We talked it over for a half an hour and decided to leave at around 5 PM. We would get into Clearwater around 10 AM the following morning.

The weather was fine and the seas were 2 to 3 footers right on the nose. It was not a rough ride but an uncomfortable one. It got very dark when the sun set. There was a slight overcast and most of the stars were hidden. It was nerve wracking, staring into the darkness and seeing nothing. It was around 11pm when the moon finally peeped over the horizon. We were about a third of the way and already we were both tired.

I had no trouble napping and did about three for four hours during the night.
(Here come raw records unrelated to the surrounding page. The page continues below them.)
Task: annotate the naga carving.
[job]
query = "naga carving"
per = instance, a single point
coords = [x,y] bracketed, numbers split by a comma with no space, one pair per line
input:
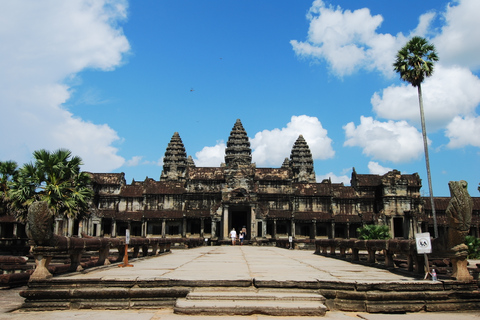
[459,217]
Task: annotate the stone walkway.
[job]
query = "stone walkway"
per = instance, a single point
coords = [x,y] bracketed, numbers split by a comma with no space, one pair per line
[229,263]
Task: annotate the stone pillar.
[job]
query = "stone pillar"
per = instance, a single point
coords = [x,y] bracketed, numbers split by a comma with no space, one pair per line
[253,228]
[15,230]
[70,227]
[225,222]
[98,229]
[214,229]
[114,228]
[184,227]
[144,228]
[274,235]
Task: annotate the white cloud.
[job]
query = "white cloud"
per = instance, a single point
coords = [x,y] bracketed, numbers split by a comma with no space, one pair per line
[334,178]
[449,92]
[347,40]
[376,168]
[463,132]
[135,161]
[387,141]
[458,44]
[211,156]
[272,147]
[44,44]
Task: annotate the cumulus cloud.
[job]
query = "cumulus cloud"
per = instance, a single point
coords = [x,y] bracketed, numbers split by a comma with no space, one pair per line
[135,161]
[449,92]
[44,45]
[347,40]
[463,132]
[457,42]
[271,147]
[211,156]
[334,178]
[376,168]
[388,141]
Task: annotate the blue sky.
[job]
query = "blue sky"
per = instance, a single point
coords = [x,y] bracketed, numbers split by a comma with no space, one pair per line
[112,80]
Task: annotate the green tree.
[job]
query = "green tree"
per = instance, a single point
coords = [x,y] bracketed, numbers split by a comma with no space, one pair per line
[8,172]
[414,63]
[473,245]
[54,177]
[373,232]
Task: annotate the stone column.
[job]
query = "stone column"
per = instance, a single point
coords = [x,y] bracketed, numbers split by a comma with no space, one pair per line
[98,229]
[225,222]
[184,227]
[15,230]
[274,235]
[114,228]
[253,232]
[70,227]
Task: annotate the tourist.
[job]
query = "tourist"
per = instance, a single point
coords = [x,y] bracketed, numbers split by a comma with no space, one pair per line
[233,236]
[243,234]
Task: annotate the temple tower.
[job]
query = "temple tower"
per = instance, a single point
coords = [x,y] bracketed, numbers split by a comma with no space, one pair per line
[238,150]
[301,162]
[175,160]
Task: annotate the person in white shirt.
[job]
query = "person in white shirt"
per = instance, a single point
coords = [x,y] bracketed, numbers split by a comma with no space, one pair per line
[233,236]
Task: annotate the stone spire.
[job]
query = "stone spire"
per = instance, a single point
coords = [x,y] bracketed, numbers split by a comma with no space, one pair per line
[175,160]
[238,147]
[301,162]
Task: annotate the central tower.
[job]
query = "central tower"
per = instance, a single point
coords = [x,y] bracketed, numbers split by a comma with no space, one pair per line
[238,150]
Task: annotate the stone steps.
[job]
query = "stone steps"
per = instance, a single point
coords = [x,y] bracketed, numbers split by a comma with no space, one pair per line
[247,301]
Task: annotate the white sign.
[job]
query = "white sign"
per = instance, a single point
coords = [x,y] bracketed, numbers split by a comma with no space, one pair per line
[424,245]
[127,236]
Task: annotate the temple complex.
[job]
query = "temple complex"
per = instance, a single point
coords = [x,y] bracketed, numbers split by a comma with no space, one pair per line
[271,203]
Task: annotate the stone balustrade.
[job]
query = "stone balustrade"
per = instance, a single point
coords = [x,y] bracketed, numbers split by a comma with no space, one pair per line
[388,248]
[76,247]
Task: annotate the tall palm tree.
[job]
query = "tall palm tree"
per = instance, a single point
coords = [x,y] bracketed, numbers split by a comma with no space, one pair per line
[8,172]
[55,177]
[414,63]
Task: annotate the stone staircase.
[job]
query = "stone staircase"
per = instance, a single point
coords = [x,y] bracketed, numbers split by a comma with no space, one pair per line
[251,300]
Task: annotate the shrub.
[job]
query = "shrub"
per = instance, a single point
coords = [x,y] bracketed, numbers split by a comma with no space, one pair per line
[473,245]
[374,232]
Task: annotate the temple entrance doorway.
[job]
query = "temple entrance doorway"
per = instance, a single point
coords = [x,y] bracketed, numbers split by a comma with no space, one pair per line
[240,216]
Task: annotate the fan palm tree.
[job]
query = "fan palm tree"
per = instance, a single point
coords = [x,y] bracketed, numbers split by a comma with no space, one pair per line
[55,177]
[414,63]
[8,172]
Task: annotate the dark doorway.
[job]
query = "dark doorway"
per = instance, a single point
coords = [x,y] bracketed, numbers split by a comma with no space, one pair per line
[398,227]
[239,218]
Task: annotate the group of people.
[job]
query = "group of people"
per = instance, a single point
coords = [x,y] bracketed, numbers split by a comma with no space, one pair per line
[241,235]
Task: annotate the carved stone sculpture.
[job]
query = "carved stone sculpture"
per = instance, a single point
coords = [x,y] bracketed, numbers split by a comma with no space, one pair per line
[459,217]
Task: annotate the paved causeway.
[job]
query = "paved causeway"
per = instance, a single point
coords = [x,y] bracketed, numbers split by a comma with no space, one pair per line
[228,263]
[242,263]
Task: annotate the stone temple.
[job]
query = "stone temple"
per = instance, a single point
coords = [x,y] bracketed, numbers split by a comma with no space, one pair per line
[272,203]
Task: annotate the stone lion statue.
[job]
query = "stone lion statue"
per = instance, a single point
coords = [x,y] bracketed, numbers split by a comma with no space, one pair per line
[459,218]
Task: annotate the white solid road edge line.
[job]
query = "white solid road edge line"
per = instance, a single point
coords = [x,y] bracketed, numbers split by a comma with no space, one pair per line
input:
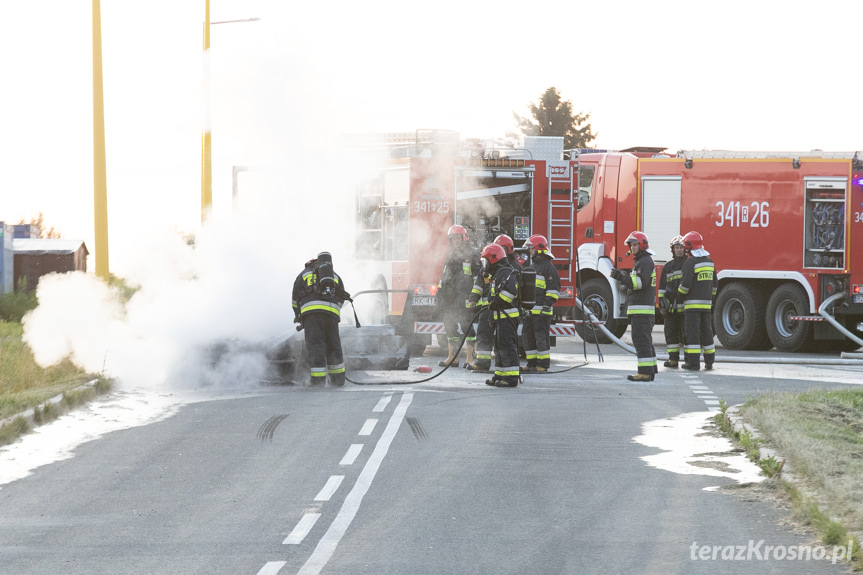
[302,529]
[272,567]
[368,427]
[328,543]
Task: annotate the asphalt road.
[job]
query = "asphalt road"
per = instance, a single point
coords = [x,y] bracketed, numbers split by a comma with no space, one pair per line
[448,476]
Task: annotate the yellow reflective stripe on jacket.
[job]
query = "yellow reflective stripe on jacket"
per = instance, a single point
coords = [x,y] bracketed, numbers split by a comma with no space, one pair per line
[321,305]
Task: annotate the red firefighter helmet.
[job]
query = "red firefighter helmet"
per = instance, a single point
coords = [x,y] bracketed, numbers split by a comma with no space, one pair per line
[455,231]
[693,241]
[493,254]
[540,244]
[505,241]
[639,238]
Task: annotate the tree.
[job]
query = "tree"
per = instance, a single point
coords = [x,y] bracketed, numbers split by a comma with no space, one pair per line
[39,223]
[553,117]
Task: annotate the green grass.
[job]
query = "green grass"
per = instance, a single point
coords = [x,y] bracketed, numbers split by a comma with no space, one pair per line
[820,435]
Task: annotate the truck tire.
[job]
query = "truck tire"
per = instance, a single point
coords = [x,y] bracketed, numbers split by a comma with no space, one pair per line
[738,317]
[596,296]
[786,335]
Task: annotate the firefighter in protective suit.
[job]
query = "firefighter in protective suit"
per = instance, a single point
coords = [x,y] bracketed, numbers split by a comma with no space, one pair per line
[641,283]
[317,300]
[503,306]
[697,289]
[537,342]
[457,280]
[670,303]
[479,300]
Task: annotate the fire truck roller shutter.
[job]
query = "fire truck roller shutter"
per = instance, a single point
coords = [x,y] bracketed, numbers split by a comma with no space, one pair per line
[597,297]
[738,316]
[789,299]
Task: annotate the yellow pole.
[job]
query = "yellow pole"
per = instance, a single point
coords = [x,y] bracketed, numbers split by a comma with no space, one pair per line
[207,154]
[100,178]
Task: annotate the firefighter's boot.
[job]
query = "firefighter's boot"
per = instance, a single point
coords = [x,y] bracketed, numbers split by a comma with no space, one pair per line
[470,358]
[451,359]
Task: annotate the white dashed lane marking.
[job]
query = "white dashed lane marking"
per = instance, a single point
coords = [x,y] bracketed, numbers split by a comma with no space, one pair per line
[352,454]
[330,488]
[701,391]
[302,529]
[368,427]
[326,546]
[382,404]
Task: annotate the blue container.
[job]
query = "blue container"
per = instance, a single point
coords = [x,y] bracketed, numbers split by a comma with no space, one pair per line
[7,260]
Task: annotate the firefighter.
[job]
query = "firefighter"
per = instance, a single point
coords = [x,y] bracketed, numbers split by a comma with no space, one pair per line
[697,289]
[670,304]
[479,300]
[503,307]
[460,267]
[537,342]
[317,300]
[641,284]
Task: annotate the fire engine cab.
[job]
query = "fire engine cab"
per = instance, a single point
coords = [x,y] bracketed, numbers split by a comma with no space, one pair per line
[778,225]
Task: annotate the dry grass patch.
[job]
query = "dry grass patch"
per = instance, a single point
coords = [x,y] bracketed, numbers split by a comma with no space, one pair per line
[820,434]
[26,385]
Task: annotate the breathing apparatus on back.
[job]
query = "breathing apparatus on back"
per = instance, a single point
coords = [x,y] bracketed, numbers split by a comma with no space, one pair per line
[326,277]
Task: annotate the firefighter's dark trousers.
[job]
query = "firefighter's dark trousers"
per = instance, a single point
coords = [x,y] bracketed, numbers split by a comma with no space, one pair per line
[673,327]
[698,334]
[537,341]
[642,339]
[483,339]
[324,347]
[506,364]
[457,314]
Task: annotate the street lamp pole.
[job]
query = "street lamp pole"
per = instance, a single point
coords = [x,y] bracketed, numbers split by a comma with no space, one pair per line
[206,144]
[100,178]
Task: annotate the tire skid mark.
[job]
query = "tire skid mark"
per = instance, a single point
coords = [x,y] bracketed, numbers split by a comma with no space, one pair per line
[417,428]
[266,431]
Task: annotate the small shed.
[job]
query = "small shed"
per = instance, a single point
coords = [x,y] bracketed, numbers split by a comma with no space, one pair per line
[6,258]
[35,257]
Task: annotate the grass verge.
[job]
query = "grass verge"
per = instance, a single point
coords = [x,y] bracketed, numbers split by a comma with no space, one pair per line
[820,434]
[25,385]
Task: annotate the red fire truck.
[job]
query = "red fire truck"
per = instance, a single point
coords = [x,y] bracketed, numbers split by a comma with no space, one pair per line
[779,227]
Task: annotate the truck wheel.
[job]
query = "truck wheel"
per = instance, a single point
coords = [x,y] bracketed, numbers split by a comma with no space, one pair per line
[596,296]
[738,317]
[787,335]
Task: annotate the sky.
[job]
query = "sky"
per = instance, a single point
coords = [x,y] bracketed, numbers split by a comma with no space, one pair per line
[764,75]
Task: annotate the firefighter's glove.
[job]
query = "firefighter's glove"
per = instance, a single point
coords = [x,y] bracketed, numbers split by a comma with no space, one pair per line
[620,276]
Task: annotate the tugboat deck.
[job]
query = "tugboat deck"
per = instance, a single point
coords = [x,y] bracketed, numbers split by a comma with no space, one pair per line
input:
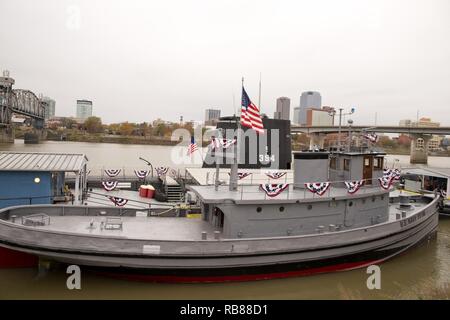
[148,228]
[252,194]
[159,228]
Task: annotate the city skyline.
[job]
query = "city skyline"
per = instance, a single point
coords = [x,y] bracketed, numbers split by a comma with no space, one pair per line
[381,67]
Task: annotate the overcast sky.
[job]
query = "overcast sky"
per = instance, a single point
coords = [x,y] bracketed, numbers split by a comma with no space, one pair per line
[140,60]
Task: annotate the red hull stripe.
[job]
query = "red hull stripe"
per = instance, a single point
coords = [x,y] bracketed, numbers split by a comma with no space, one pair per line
[15,259]
[243,277]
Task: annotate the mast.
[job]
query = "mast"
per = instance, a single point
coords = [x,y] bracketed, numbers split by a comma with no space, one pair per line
[259,96]
[234,166]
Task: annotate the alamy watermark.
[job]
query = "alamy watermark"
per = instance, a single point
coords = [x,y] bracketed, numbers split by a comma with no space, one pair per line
[250,147]
[74,280]
[374,280]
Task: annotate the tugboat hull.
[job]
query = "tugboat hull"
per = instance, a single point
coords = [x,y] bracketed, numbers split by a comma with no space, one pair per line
[320,253]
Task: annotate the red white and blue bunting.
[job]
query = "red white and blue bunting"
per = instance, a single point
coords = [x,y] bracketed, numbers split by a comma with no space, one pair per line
[353,186]
[112,172]
[162,171]
[318,188]
[275,175]
[109,185]
[386,182]
[372,137]
[221,143]
[120,202]
[273,189]
[392,173]
[141,174]
[242,175]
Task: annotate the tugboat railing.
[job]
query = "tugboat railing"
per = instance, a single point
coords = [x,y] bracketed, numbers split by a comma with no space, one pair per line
[246,189]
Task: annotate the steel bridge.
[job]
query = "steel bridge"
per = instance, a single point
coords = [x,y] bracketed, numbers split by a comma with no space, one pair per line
[19,101]
[22,102]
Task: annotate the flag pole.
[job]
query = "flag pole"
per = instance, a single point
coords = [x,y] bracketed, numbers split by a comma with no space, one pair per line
[234,166]
[259,97]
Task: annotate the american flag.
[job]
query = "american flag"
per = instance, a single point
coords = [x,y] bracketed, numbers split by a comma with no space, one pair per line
[192,146]
[250,116]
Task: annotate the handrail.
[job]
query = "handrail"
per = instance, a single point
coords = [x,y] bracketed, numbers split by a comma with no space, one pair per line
[148,204]
[363,189]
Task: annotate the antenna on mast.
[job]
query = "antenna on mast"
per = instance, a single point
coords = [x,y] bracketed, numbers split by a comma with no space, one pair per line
[259,97]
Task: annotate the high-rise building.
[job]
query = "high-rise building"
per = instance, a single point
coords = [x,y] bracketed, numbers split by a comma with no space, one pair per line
[283,108]
[211,116]
[49,107]
[296,116]
[435,142]
[318,117]
[308,99]
[84,109]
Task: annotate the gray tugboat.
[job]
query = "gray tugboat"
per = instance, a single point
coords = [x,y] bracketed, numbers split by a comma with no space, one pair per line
[336,215]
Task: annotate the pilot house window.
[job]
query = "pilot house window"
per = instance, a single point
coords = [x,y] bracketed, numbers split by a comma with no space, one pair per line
[378,163]
[346,164]
[333,163]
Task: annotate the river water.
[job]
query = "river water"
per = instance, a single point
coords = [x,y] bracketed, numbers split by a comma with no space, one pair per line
[423,272]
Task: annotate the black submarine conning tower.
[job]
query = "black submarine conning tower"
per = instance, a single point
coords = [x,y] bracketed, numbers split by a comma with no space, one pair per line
[278,129]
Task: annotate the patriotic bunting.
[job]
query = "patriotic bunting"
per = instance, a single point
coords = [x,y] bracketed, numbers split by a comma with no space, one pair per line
[242,175]
[353,186]
[273,189]
[275,175]
[162,171]
[109,185]
[394,174]
[192,147]
[141,174]
[385,182]
[319,187]
[221,143]
[372,137]
[112,172]
[120,202]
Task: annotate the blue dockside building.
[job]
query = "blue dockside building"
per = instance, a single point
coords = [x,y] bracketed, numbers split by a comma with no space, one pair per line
[39,178]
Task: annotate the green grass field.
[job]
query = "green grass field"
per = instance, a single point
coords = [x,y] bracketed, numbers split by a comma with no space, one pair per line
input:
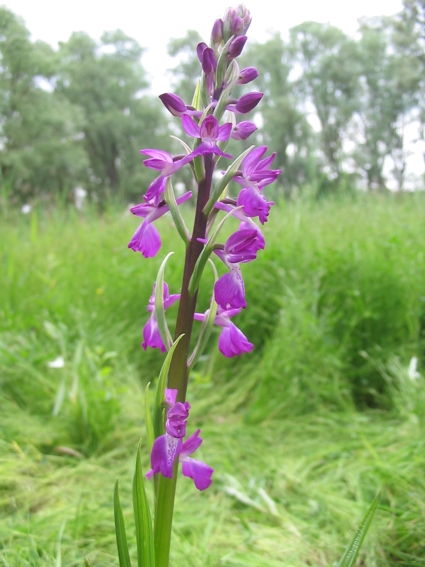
[302,432]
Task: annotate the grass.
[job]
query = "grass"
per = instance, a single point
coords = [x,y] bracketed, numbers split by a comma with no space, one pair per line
[302,433]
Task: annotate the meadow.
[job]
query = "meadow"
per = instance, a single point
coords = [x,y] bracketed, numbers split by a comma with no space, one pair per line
[303,432]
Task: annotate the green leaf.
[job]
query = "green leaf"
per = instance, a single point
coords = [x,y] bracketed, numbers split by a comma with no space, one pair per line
[350,555]
[120,533]
[205,254]
[224,181]
[170,199]
[159,305]
[158,423]
[197,101]
[142,518]
[148,418]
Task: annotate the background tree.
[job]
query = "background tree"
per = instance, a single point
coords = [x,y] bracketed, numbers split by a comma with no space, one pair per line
[186,72]
[286,127]
[106,81]
[329,81]
[37,126]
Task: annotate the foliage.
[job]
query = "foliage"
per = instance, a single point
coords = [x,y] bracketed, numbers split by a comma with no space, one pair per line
[306,473]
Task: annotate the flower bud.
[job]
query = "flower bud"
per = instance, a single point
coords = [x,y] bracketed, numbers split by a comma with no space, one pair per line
[236,46]
[247,75]
[244,14]
[217,33]
[243,130]
[246,103]
[173,104]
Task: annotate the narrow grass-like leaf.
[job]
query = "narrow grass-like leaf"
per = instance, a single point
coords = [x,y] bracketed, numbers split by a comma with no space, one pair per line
[350,555]
[197,101]
[123,555]
[148,418]
[142,518]
[170,199]
[224,181]
[59,546]
[206,328]
[205,254]
[158,424]
[159,305]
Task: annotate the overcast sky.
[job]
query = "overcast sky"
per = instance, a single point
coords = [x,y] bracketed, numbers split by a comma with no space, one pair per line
[153,23]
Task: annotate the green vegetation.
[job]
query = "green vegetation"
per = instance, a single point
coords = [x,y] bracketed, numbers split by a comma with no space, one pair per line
[77,115]
[302,433]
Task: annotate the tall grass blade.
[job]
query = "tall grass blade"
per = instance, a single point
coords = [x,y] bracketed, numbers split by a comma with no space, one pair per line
[350,555]
[148,418]
[142,517]
[120,533]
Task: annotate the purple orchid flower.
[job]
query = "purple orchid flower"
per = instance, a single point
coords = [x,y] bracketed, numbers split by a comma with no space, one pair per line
[164,162]
[208,61]
[232,341]
[151,335]
[210,133]
[177,107]
[254,203]
[169,446]
[240,247]
[236,22]
[255,171]
[243,130]
[146,239]
[247,75]
[236,46]
[245,104]
[217,32]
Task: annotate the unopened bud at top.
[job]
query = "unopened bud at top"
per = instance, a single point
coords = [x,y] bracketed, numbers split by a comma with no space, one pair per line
[217,33]
[236,22]
[236,46]
[247,75]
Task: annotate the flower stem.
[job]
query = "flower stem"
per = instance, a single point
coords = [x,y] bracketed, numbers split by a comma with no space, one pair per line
[179,374]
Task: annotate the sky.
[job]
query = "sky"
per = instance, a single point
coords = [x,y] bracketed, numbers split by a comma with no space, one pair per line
[153,23]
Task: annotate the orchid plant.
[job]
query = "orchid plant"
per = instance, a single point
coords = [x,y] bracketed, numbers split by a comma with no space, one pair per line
[211,120]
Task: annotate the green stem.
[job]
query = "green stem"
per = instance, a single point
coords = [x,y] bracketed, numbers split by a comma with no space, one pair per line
[179,372]
[178,375]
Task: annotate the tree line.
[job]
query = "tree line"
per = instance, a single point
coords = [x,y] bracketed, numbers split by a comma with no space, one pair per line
[336,108]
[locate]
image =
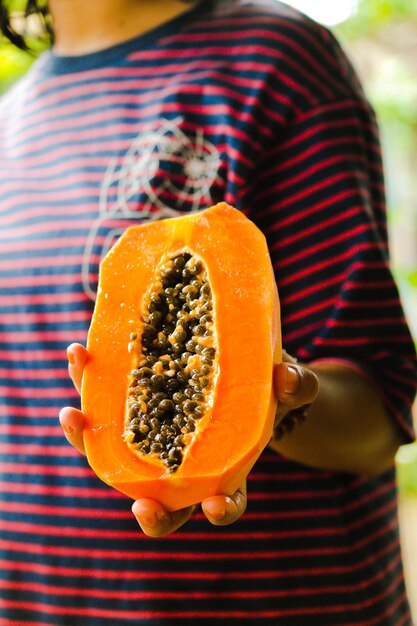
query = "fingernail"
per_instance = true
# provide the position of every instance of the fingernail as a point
(215, 511)
(71, 358)
(148, 517)
(68, 429)
(292, 380)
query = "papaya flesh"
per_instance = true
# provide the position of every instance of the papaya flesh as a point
(177, 390)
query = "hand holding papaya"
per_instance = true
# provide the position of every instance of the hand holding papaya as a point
(295, 386)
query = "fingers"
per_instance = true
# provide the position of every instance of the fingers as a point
(155, 521)
(295, 386)
(224, 510)
(77, 358)
(72, 422)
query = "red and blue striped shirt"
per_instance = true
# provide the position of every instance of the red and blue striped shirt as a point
(251, 103)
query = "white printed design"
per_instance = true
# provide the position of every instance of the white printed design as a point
(162, 162)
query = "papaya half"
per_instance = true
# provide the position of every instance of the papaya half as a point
(177, 390)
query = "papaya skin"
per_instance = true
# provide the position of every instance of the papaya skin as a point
(247, 327)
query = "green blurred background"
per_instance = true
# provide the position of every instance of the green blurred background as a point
(381, 38)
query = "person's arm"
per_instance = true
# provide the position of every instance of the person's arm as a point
(347, 428)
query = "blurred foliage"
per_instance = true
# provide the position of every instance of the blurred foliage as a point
(373, 15)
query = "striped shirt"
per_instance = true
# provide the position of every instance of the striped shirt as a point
(254, 104)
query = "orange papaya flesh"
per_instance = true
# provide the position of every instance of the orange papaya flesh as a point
(134, 356)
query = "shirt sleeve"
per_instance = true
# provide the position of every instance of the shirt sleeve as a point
(319, 199)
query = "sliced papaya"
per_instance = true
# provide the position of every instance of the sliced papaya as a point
(177, 390)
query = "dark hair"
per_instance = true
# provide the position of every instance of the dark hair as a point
(33, 7)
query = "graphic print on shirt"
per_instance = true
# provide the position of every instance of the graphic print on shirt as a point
(165, 172)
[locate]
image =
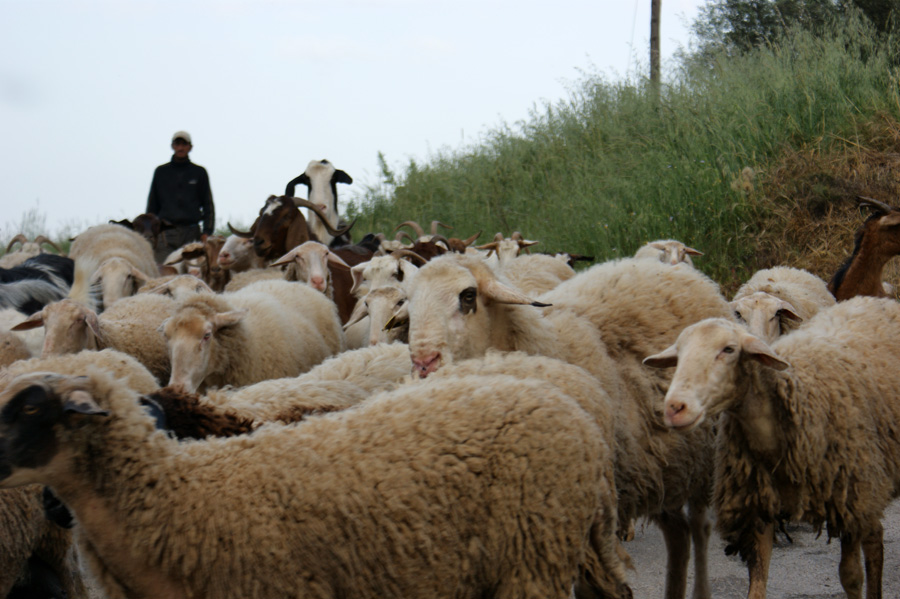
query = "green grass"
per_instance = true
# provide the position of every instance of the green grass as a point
(610, 167)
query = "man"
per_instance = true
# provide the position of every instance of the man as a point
(180, 194)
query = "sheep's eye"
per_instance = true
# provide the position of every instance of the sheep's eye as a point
(467, 300)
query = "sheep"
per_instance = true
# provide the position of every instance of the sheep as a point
(375, 318)
(28, 537)
(280, 512)
(774, 300)
(237, 255)
(29, 249)
(36, 282)
(667, 251)
(178, 287)
(322, 269)
(34, 339)
(603, 320)
(12, 348)
(130, 326)
(321, 178)
(266, 330)
(808, 429)
(111, 262)
(876, 242)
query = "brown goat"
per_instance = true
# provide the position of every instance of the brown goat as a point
(281, 227)
(876, 242)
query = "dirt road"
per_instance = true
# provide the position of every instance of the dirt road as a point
(807, 569)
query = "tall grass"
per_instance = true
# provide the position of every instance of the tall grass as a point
(612, 167)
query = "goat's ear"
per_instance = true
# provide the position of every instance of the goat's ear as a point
(890, 219)
(32, 322)
(228, 319)
(340, 176)
(756, 349)
(668, 358)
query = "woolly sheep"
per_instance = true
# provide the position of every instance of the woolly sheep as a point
(24, 528)
(411, 471)
(808, 429)
(774, 300)
(668, 251)
(112, 258)
(269, 329)
(130, 326)
(604, 320)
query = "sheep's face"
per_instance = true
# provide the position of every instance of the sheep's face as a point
(710, 375)
(69, 327)
(191, 340)
(34, 408)
(453, 312)
(764, 315)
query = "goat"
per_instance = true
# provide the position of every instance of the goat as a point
(876, 242)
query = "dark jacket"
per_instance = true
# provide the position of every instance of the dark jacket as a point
(180, 194)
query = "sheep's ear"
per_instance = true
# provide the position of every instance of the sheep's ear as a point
(756, 349)
(32, 322)
(80, 401)
(340, 176)
(504, 294)
(668, 358)
(228, 319)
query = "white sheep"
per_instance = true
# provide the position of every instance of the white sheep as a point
(321, 177)
(280, 512)
(775, 300)
(602, 320)
(266, 330)
(238, 255)
(130, 325)
(668, 251)
(808, 429)
(112, 259)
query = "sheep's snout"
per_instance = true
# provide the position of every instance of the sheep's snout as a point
(677, 415)
(425, 366)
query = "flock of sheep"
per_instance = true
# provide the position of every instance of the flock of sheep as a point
(285, 414)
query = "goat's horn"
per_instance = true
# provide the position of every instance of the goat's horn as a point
(875, 204)
(411, 254)
(40, 239)
(242, 234)
(20, 238)
(415, 226)
(435, 224)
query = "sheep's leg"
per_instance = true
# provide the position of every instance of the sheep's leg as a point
(700, 530)
(873, 550)
(676, 533)
(758, 560)
(851, 566)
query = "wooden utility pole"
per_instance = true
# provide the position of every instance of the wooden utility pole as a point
(655, 7)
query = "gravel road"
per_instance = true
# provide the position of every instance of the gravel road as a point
(806, 569)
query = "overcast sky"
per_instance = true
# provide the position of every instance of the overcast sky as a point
(91, 91)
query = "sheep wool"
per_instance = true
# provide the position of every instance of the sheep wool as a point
(502, 504)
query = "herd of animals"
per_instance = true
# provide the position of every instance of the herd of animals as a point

Marion could not sleep but did lay down with the cats below and rested a little.

About 5AM there was a ruckus below... "MEEEROWWW... CHEEROW... MEROWW," screamed  Beauregard as he came charging up the steps. He was saying, "Let me off this damn boat."

"Beau... Beau... " called out Marion as she rushed to capture him. "Here Beau, come on Big Boy."

Beauregard was headed for the fly bridge as she caught him. He was panting and very frightened.

"I really think he was ready to jump ship on us," she said after getting him calmed down. "You know, they have been riding in your closet ever since we left this morning. It's hard on them too."

The rest of the night passed very, very, slowly.  At sunrise we could see Clearwater in the distance. Around 9AM I called Holiday Inn Harborside Marina. We had stayed there over a year before.

Dave Kimmel, the Harbormaster, answered the call. "Let me see what I can do. I will call back in about a half an hour."

We were hours out so we could wait. He called, as he promised, and asked when we would arrive.

"It will be around 11 AM." I replied. That's when it dawned on me that we left Appilachicola at 11AM the day before. Our total trip time of 24 hours had been broken by two hours at the anchorage.

As we came in we were greeted by Grace and Robert Hammers, M/Y Hammerstime II.  They took our lines as we pulled into the slip right next to theirs.  They are long time residents at the marina and we had met them on our last visit. We felt immediately welcomed and at home.  After a Cheeseburger in Paradise we both crashed for four hours of much needed sleep.